Researchers also asked participants to guess what percentage of people would agree with their individual responses. Participants tended to believe — often incorrectly — that roughly two-thirds of the population would agree with them. In some examples, participants believed they were in the majority, even when essentially nobody else agreed with them.
It’s a finding befitting of a society of people convinced they’re right, when they’re actually wrong.
Overall, two people picked at random during the study timeframe of 2019-2021 were just as likely to have agreed as disagreed with their answers. And, perhaps unsurprisingly in a polarized society, political words were far less likely to have a single meaning — there was more disagreement — than animal words.
“People are not aware of that misalignment,” Kidd said. “People generally overestimate the degree to which other people will share the same concept as them when they’re speaking.”
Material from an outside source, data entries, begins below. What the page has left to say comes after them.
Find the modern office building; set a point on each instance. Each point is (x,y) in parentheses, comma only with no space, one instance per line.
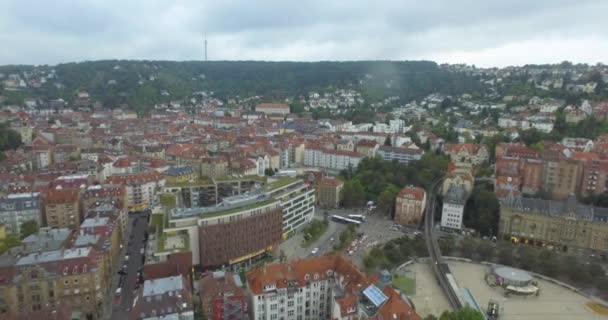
(409,206)
(18,208)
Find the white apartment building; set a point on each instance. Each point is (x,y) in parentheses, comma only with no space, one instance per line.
(453,208)
(331,159)
(298,203)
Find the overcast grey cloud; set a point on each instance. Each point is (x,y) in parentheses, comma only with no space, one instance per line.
(481,32)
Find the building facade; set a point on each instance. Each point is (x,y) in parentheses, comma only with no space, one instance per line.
(564,224)
(453,208)
(62,208)
(16,209)
(328,192)
(327,287)
(409,206)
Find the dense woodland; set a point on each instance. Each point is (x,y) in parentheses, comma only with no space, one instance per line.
(271,80)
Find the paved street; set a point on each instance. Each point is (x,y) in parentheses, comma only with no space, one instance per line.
(136,243)
(377,230)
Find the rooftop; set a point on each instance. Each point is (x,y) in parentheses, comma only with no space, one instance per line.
(52,256)
(163,285)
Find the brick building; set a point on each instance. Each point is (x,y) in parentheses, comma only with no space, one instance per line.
(409,206)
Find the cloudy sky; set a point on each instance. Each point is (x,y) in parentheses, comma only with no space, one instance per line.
(481,32)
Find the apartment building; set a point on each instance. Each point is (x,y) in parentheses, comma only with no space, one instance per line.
(328,192)
(409,206)
(62,208)
(297,199)
(164,298)
(222,297)
(335,160)
(70,276)
(564,223)
(141,188)
(18,208)
(467,152)
(561,177)
(453,208)
(326,287)
(403,155)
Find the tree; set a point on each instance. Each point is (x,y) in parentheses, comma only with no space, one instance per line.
(527,258)
(353,194)
(467,247)
(28,228)
(548,263)
(386,199)
(505,255)
(485,250)
(387,141)
(466,313)
(446,245)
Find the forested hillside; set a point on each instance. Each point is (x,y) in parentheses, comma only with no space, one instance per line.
(139,84)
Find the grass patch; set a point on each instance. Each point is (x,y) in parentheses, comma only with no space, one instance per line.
(238,209)
(157,221)
(167,200)
(405,284)
(313,231)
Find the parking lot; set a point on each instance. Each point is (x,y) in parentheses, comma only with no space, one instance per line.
(376,229)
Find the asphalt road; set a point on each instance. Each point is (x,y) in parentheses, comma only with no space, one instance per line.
(376,228)
(136,243)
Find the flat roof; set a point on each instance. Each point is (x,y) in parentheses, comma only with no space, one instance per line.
(160,286)
(50,256)
(513,274)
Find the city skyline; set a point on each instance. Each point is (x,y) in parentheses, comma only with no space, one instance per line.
(480,33)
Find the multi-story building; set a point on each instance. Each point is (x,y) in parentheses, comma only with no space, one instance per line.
(409,206)
(271,108)
(62,208)
(453,208)
(179,174)
(594,177)
(326,287)
(165,298)
(238,230)
(222,298)
(46,239)
(403,155)
(141,188)
(561,177)
(467,152)
(18,208)
(297,199)
(335,160)
(214,167)
(70,276)
(105,192)
(328,192)
(566,224)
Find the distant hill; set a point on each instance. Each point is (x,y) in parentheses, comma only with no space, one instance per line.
(139,84)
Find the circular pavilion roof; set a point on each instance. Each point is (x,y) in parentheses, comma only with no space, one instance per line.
(513,274)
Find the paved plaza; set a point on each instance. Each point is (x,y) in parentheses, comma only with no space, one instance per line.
(554,302)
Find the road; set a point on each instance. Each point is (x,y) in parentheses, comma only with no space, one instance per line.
(440,268)
(138,226)
(377,229)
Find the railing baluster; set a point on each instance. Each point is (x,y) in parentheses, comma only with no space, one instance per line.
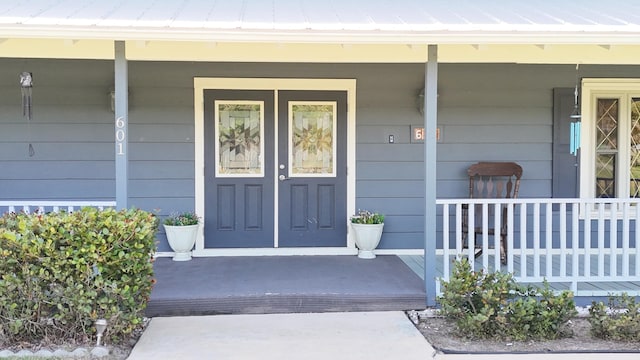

An exception? People were generally on the same page when it came to the word “eagle.”
In a second phase of the project, participants listed 10 single-word adjectives to describe the animals and the politicians. Participants then rated the animals’ and politicians’ features — “Is a finch smart?” was an example of a question they were asked.
Again, researchers found that people differed radically in how they defined basic concepts, like about animals. Most agreed that seals are not feathered, but are slippery. However, they disagreed about whether seals are graceful. And while most people were in agreement that Trump is not humble and is rich, there was significant disagreement about whether he is interesting.
This research is significant, Kidd said, because it further shows how most people we meet will not have the exact same concept of ostensibly clear-cut things, like animals. Their concepts might actually be radically different from each other. The research transcends semantic arguments, too. It could help track how public perceptions of major public policies evolve over time and whether there’s more alignment in concepts or less.
“When people are disagreeing, it may not always be about what they think it is,” Kidd said. “It could be stemming from something as simple as their concepts not being aligned.”